Gefüllter Sitzungssaal bei der BMWFJ-Studientagung

Erfolgreiche BMWFJ – Tagung "Interkulturelle Elternbildung"

Ziel dieser Fachtagung für ElternbildnerInnen aus ganz Österreich war es, über wesentliche Entwicklung im Migrationsbereich und im Bereich Mehrsprachigkeit  zu informieren und zu durch vorstellen von praktischen Modellen und Konzepten zu motivieren, Eltern mit Migrationshintergrund mehr als bisher in den Blick zu nehmen.

BMWFJ Studientagung Elternbildung

Die Kinderfreunde (Günther Leeb und Andrea Rohrauer) hatten der Kommission für Elternbildungslehrgänge am BMWFJ das Thema dieser Tagung vorgeschlagen und wirkten intensiv an der Auswahl der ReferentInnen und der Workshops mit.

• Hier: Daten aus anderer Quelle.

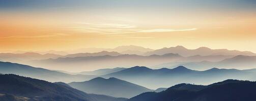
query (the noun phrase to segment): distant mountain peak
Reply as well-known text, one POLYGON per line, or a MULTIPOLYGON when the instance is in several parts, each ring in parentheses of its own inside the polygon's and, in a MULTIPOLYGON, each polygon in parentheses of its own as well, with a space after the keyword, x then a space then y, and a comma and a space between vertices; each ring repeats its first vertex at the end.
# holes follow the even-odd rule
POLYGON ((173 69, 173 70, 189 70, 189 69, 183 66, 180 66, 175 68, 173 69))
POLYGON ((130 69, 151 69, 148 67, 144 67, 144 66, 134 66, 133 67, 132 67, 130 69))
POLYGON ((205 47, 205 46, 201 46, 199 48, 197 48, 197 49, 202 49, 202 50, 210 50, 211 49, 211 48, 209 48, 209 47, 205 47))
POLYGON ((187 49, 185 47, 184 47, 182 45, 177 45, 175 47, 176 48, 179 48, 179 49, 187 49))
MULTIPOLYGON (((99 81, 99 80, 106 80, 106 79, 105 79, 105 78, 102 78, 102 77, 96 77, 96 78, 92 79, 91 80, 90 80, 89 81, 99 81)), ((85 81, 85 82, 86 82, 86 81, 85 81)))
POLYGON ((176 57, 181 57, 180 55, 178 54, 173 54, 173 53, 169 53, 169 54, 165 54, 162 56, 176 56, 176 57))

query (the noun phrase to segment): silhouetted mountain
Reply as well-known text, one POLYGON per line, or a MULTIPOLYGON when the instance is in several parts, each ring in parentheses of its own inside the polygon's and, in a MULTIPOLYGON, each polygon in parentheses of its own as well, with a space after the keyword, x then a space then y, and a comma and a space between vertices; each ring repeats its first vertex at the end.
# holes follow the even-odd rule
POLYGON ((217 83, 208 86, 181 84, 160 92, 142 93, 128 101, 254 100, 256 98, 255 82, 228 80, 217 83))
POLYGON ((0 75, 0 93, 40 100, 97 101, 87 93, 71 87, 15 75, 0 75))
POLYGON ((5 62, 22 63, 23 62, 57 58, 62 56, 52 54, 41 55, 36 53, 25 53, 23 54, 0 53, 0 60, 5 62))
POLYGON ((202 61, 200 62, 180 63, 179 65, 170 63, 169 65, 165 64, 165 66, 172 67, 176 67, 177 65, 183 65, 196 70, 209 69, 212 67, 238 69, 253 69, 256 68, 256 56, 240 55, 216 62, 202 61))
POLYGON ((126 98, 122 97, 115 97, 110 96, 95 94, 89 94, 91 96, 95 98, 98 101, 126 101, 128 100, 126 98))
POLYGON ((122 54, 114 52, 108 52, 107 51, 102 51, 99 53, 78 53, 75 54, 70 54, 66 55, 63 57, 75 58, 77 57, 96 57, 96 56, 101 56, 106 55, 111 56, 118 56, 122 55, 122 54))
POLYGON ((124 55, 118 56, 59 58, 56 59, 32 61, 26 63, 26 64, 34 67, 42 67, 47 68, 54 67, 55 69, 60 70, 70 70, 70 67, 72 67, 75 71, 72 72, 79 72, 90 69, 118 67, 130 67, 137 65, 151 66, 170 61, 175 61, 183 58, 178 54, 174 54, 150 56, 124 55))
POLYGON ((116 52, 119 53, 126 54, 125 52, 129 51, 130 54, 136 54, 137 52, 145 53, 147 52, 153 51, 154 49, 145 48, 141 46, 135 45, 124 45, 118 46, 114 48, 83 48, 68 51, 69 53, 98 53, 102 51, 116 52), (134 53, 132 53, 134 52, 134 53))
POLYGON ((250 52, 240 52, 238 50, 230 50, 226 49, 212 49, 208 47, 201 47, 195 49, 188 49, 182 46, 163 48, 154 51, 147 52, 145 55, 162 55, 168 53, 178 54, 184 57, 195 55, 210 56, 210 55, 224 55, 224 56, 255 56, 256 54, 250 52))
POLYGON ((118 52, 123 52, 127 50, 139 51, 141 52, 147 52, 154 50, 152 49, 145 48, 142 46, 135 45, 124 45, 116 47, 113 49, 113 51, 118 52))
POLYGON ((151 89, 156 89, 183 82, 207 85, 228 79, 256 80, 255 73, 254 71, 218 68, 195 71, 184 66, 179 66, 172 69, 152 69, 136 66, 102 77, 115 77, 151 89))
POLYGON ((0 75, 0 100, 3 101, 126 100, 124 98, 88 94, 63 82, 52 83, 12 74, 0 75))
POLYGON ((160 92, 161 91, 164 91, 164 90, 166 90, 167 89, 167 88, 157 88, 157 89, 156 89, 155 90, 155 92, 160 92))
POLYGON ((96 77, 93 75, 70 75, 27 65, 2 62, 0 62, 0 72, 31 77, 51 82, 81 81, 96 77))
POLYGON ((73 74, 101 76, 101 75, 104 75, 108 74, 111 73, 114 73, 114 72, 120 71, 121 70, 124 70, 126 69, 126 68, 125 68, 117 67, 117 68, 113 68, 113 69, 99 69, 99 70, 95 70, 95 71, 93 71, 81 72, 80 73, 73 73, 73 74))
POLYGON ((96 78, 81 82, 68 84, 75 88, 91 93, 118 97, 130 98, 152 90, 115 78, 96 78))

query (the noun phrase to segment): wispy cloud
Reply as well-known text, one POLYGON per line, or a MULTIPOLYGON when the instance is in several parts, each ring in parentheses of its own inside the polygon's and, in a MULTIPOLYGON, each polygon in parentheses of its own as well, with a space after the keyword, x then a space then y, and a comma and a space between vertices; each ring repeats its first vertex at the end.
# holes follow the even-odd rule
POLYGON ((66 33, 50 33, 50 34, 40 34, 40 35, 16 35, 0 37, 0 39, 7 38, 55 38, 58 37, 67 36, 69 34, 66 33))
POLYGON ((83 33, 97 33, 106 34, 128 34, 136 33, 168 32, 187 31, 197 30, 197 28, 189 29, 139 29, 136 25, 123 24, 104 24, 79 23, 79 26, 73 28, 77 31, 83 33))
POLYGON ((175 32, 175 31, 186 31, 197 30, 197 28, 184 29, 156 29, 143 30, 138 32, 151 33, 151 32, 175 32))

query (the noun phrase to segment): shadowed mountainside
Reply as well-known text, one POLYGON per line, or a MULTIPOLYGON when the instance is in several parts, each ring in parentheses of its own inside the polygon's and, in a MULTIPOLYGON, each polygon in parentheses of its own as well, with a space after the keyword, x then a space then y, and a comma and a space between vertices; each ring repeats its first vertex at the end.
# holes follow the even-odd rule
POLYGON ((256 56, 255 54, 250 52, 241 52, 236 50, 230 50, 226 49, 212 49, 206 47, 201 47, 195 49, 189 49, 182 46, 177 46, 176 47, 157 49, 154 51, 147 52, 144 55, 162 55, 168 53, 178 54, 183 57, 189 57, 195 55, 256 56))
POLYGON ((87 93, 47 81, 15 75, 0 75, 0 93, 43 100, 97 101, 87 93))
POLYGON ((160 92, 146 92, 128 101, 254 100, 256 82, 227 80, 208 86, 180 84, 160 92))
POLYGON ((111 73, 114 73, 118 71, 122 71, 124 69, 126 69, 127 68, 120 68, 117 67, 113 69, 102 69, 97 70, 93 71, 88 71, 88 72, 81 72, 80 73, 72 73, 73 74, 83 74, 83 75, 104 75, 106 74, 110 74, 111 73))
POLYGON ((64 83, 45 81, 13 74, 0 75, 1 100, 124 101, 104 95, 88 94, 64 83), (4 93, 4 94, 1 94, 4 93))
POLYGON ((256 56, 240 55, 216 62, 204 61, 200 62, 180 63, 178 64, 169 63, 158 65, 158 67, 175 67, 179 65, 196 70, 209 69, 212 67, 238 69, 252 69, 256 68, 256 56))
POLYGON ((141 56, 136 55, 124 55, 118 56, 103 56, 96 57, 79 57, 59 58, 56 59, 32 61, 25 64, 34 67, 47 68, 54 67, 60 70, 70 70, 73 66, 76 71, 83 71, 86 69, 102 69, 113 67, 130 67, 134 66, 150 66, 163 63, 174 61, 183 58, 178 54, 168 54, 162 56, 141 56))
POLYGON ((0 53, 0 60, 2 61, 15 63, 22 63, 35 60, 58 58, 61 57, 62 56, 53 54, 42 55, 36 53, 25 53, 23 54, 0 53))
POLYGON ((256 80, 255 72, 253 70, 212 68, 201 71, 188 69, 183 66, 172 69, 152 69, 136 66, 102 77, 115 77, 151 89, 166 87, 183 82, 207 85, 228 79, 256 80))
POLYGON ((77 57, 96 57, 96 56, 118 56, 122 55, 123 54, 118 53, 117 52, 108 52, 107 51, 102 51, 99 53, 78 53, 74 54, 70 54, 66 56, 65 56, 63 57, 64 58, 75 58, 77 57))
POLYGON ((118 97, 130 98, 152 90, 115 78, 96 78, 81 82, 71 82, 69 85, 91 93, 104 94, 118 97))
POLYGON ((82 81, 97 77, 93 75, 71 75, 27 65, 2 62, 0 62, 0 72, 31 77, 51 82, 82 81))

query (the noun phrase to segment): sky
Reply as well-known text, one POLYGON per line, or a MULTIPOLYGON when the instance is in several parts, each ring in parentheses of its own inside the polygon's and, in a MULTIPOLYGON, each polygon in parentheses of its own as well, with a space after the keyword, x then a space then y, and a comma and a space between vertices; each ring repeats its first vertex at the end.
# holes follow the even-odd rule
POLYGON ((0 51, 183 45, 256 53, 254 0, 0 0, 0 51))

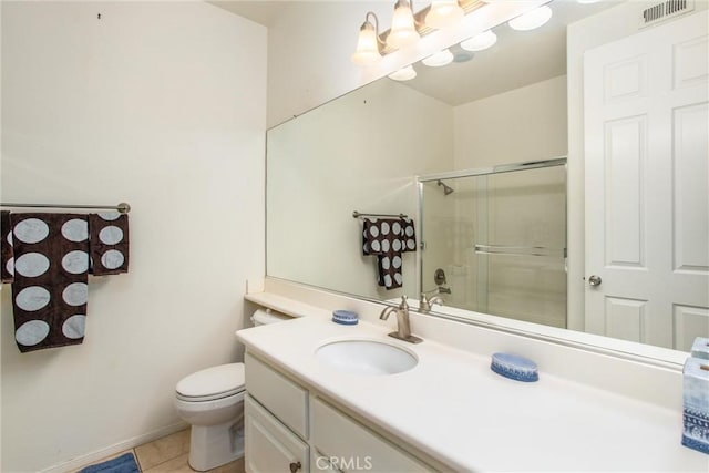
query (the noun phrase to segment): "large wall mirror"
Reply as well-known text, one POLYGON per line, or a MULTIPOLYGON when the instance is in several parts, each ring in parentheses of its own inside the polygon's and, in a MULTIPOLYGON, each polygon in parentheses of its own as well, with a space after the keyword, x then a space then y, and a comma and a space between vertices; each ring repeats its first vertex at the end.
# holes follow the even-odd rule
MULTIPOLYGON (((646 122, 634 121, 637 110, 617 115, 620 105, 612 103, 612 111, 600 105, 584 111, 587 120, 599 123, 597 130, 586 132, 597 133, 598 141, 588 136, 580 141, 585 153, 599 150, 604 156, 605 167, 587 173, 600 173, 606 181, 594 187, 605 194, 579 188, 584 176, 580 185, 578 176, 569 179, 565 165, 568 119, 578 113, 576 106, 583 106, 583 95, 602 105, 615 100, 614 93, 626 100, 633 94, 634 73, 644 73, 621 56, 609 58, 614 48, 594 56, 584 54, 578 44, 600 34, 615 11, 625 16, 617 23, 628 23, 636 14, 641 18, 643 10, 617 1, 557 0, 551 7, 552 20, 538 30, 520 32, 501 24, 492 30, 497 37, 492 48, 469 51, 452 45, 453 61, 448 65, 415 63, 411 80, 380 79, 269 130, 267 276, 383 301, 401 295, 419 299, 428 291, 444 300, 443 306, 434 306, 434 315, 453 308, 456 317, 470 313, 474 319, 486 313, 674 350, 687 350, 697 336, 709 337, 707 61, 700 59, 707 52, 707 27, 703 42, 701 32, 699 40, 679 41, 691 47, 681 51, 675 47, 681 54, 668 66, 678 81, 684 64, 686 90, 695 88, 699 95, 669 107, 674 120, 669 133, 681 128, 684 134, 668 135, 668 143, 676 146, 674 160, 668 160, 674 164, 660 174, 675 176, 668 199, 681 200, 681 207, 677 204, 668 212, 684 227, 670 232, 671 241, 665 247, 655 248, 645 243, 648 232, 654 232, 647 226, 651 199, 646 197, 653 192, 644 167, 648 160, 644 153, 651 156, 651 152, 638 144, 650 130, 644 127, 646 122), (576 50, 568 51, 567 44, 576 50), (599 89, 583 89, 579 72, 567 70, 567 63, 583 61, 587 61, 586 81, 596 78, 599 89), (589 64, 596 64, 593 71, 589 64), (620 78, 616 82, 608 72, 614 68, 620 78), (610 89, 603 89, 606 83, 610 89), (617 116, 609 119, 613 113, 617 116), (541 162, 552 165, 523 168, 541 162), (579 225, 573 214, 579 204, 567 206, 569 196, 586 200, 582 213, 584 208, 594 212, 596 200, 604 203, 600 218, 608 225, 596 233, 607 244, 605 249, 592 248, 588 225, 585 234, 574 226, 579 225), (638 208, 644 209, 641 215, 638 208), (398 255, 401 287, 379 284, 379 258, 362 254, 368 217, 356 217, 356 212, 373 214, 372 218, 403 215, 415 222, 418 251, 398 255), (567 254, 567 247, 584 245, 585 250, 567 254), (604 289, 614 280, 629 280, 624 269, 631 277, 647 273, 654 265, 648 261, 656 257, 684 258, 671 271, 682 279, 665 286, 654 279, 640 292, 596 297, 599 291, 589 286, 596 279, 567 277, 574 263, 567 255, 593 257, 588 255, 593 251, 600 251, 600 266, 621 269, 619 275, 598 273, 603 280, 598 287, 604 289), (693 299, 676 299, 680 286, 695 288, 693 299), (585 291, 587 308, 595 304, 596 309, 568 310, 567 294, 574 288, 585 291), (653 304, 643 291, 651 294, 653 304), (662 305, 654 302, 658 291, 662 305), (659 312, 664 315, 658 317, 659 312)), ((701 6, 692 9, 684 17, 706 14, 698 11, 701 6)), ((635 24, 623 28, 638 34, 650 30, 635 24)), ((589 214, 585 218, 589 222, 589 214)), ((588 270, 593 263, 585 261, 588 270)), ((643 286, 646 279, 634 284, 643 286)))

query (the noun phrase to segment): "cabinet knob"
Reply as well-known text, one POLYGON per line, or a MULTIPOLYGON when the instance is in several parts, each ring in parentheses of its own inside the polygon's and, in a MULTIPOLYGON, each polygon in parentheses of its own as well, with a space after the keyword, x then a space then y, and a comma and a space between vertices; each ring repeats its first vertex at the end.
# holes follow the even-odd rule
POLYGON ((593 275, 592 277, 588 278, 588 284, 592 286, 600 286, 600 282, 603 282, 603 279, 600 279, 600 276, 593 275))

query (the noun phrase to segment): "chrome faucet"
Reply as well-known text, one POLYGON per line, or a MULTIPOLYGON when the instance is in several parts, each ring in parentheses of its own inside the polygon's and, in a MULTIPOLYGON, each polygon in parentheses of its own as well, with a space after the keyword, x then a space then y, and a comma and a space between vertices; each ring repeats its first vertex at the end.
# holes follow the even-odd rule
POLYGON ((409 323, 409 302, 407 296, 401 296, 401 304, 399 307, 387 307, 381 311, 379 318, 387 320, 391 312, 397 312, 397 326, 398 330, 389 333, 389 337, 398 338, 399 340, 408 341, 409 343, 420 343, 423 340, 419 337, 411 335, 411 325, 409 323))
POLYGON ((440 304, 441 306, 445 302, 441 296, 433 296, 430 299, 427 297, 425 292, 421 292, 421 300, 419 300, 419 311, 423 313, 428 313, 433 308, 434 304, 440 304))

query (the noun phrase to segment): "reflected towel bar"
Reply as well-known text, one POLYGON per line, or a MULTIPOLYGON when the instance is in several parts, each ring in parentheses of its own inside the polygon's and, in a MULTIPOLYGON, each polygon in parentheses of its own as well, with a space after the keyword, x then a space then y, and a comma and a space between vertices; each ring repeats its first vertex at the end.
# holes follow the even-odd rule
POLYGON ((555 256, 566 258, 566 248, 555 249, 543 246, 475 245, 475 253, 482 255, 555 256))
POLYGON ((99 210, 119 210, 121 214, 127 214, 131 212, 131 206, 125 202, 119 205, 74 205, 74 204, 14 204, 14 203, 1 203, 0 207, 17 207, 17 208, 82 208, 82 209, 99 209, 99 210))
POLYGON ((360 217, 390 217, 390 218, 408 218, 409 216, 405 214, 361 214, 357 210, 352 212, 352 218, 360 217))

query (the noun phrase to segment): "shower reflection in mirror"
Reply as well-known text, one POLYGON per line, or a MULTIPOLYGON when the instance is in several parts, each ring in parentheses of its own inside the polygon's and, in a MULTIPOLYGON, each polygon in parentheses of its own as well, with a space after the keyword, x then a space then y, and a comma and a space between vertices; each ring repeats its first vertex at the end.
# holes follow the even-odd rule
POLYGON ((462 309, 565 328, 565 164, 420 177, 421 290, 462 309))

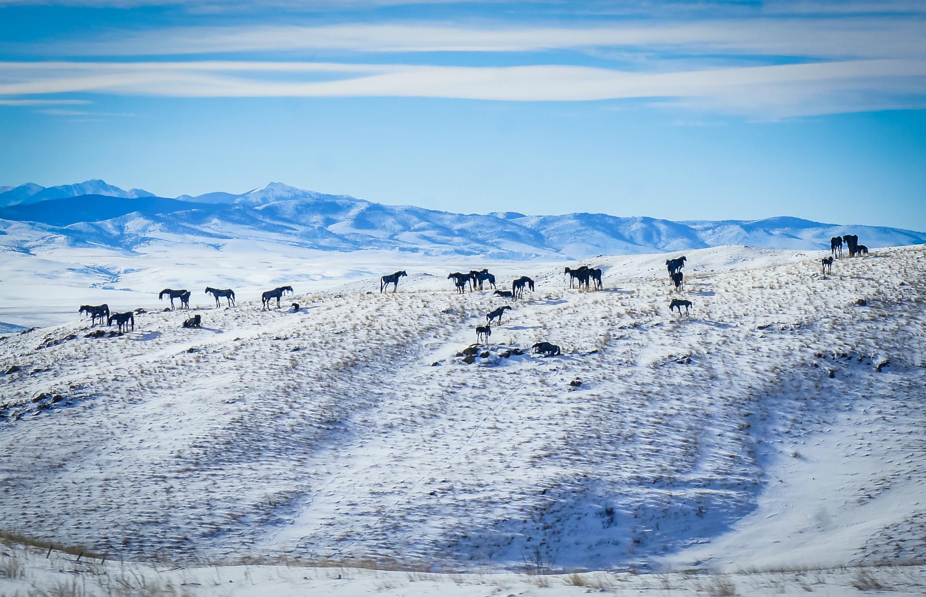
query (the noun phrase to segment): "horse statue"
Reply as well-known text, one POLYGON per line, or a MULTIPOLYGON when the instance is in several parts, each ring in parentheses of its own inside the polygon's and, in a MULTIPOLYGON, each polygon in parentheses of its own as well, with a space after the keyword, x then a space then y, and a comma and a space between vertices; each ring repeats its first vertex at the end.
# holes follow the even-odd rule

Die Tagung, schwungvoll moderiert vom bekannten ORF-Moderator Lakis Jordanopoulus (Heimat Fremde Heimat), begann mit einer Stimmungseinschätzung zu verschiedenen relevanten Fragen und wurde mit einer ausführlichen Einführung in die Migrationsgeschichte fortgesetzt. Bernhard Perchinig, einer der renommiertesten österreichischen Migrationsforscher verdeutlichte, dass Österreich als Mitglied der EU immer weniger Migration selbst steuern kann (nämlich nur ca. 15 %) und andererseits politisch motiviert mit immer strengeren Regelungen bei der Zuwanderung von Drittstaatsangehörigen reagiert.


„Deutsch vor Zuzug“ und strengere Regelungen im neuen Fremdenpolizeigesetzentwurf bezüglich der Fristen des Deutschspracherwerbs und der Verdienstgrößen, um überhaupt eine Dauerhaufenthaltsgenehmigung in Österreich erwerben zu können, zeugen von dieser Entwicklung.


Univ. Prof. Dr. Inci Dirim, die seit einem Jahr eine Professur am Institut für Germanistik der Uni Wien besetzt, wies in ihren Ausführungen nach, dass die oft als Halbsprachlichkeit abgewerteten Sprachkompetenzen von Jugendlichen mit anderer Erstsprache hoch funktional in ihrem je eigenem sozialen Umfeld sind. Hier kommt es zu Phänomenen, die eigentlich von der Kreativität im Umgang mit mehreren Sprachen zeugen.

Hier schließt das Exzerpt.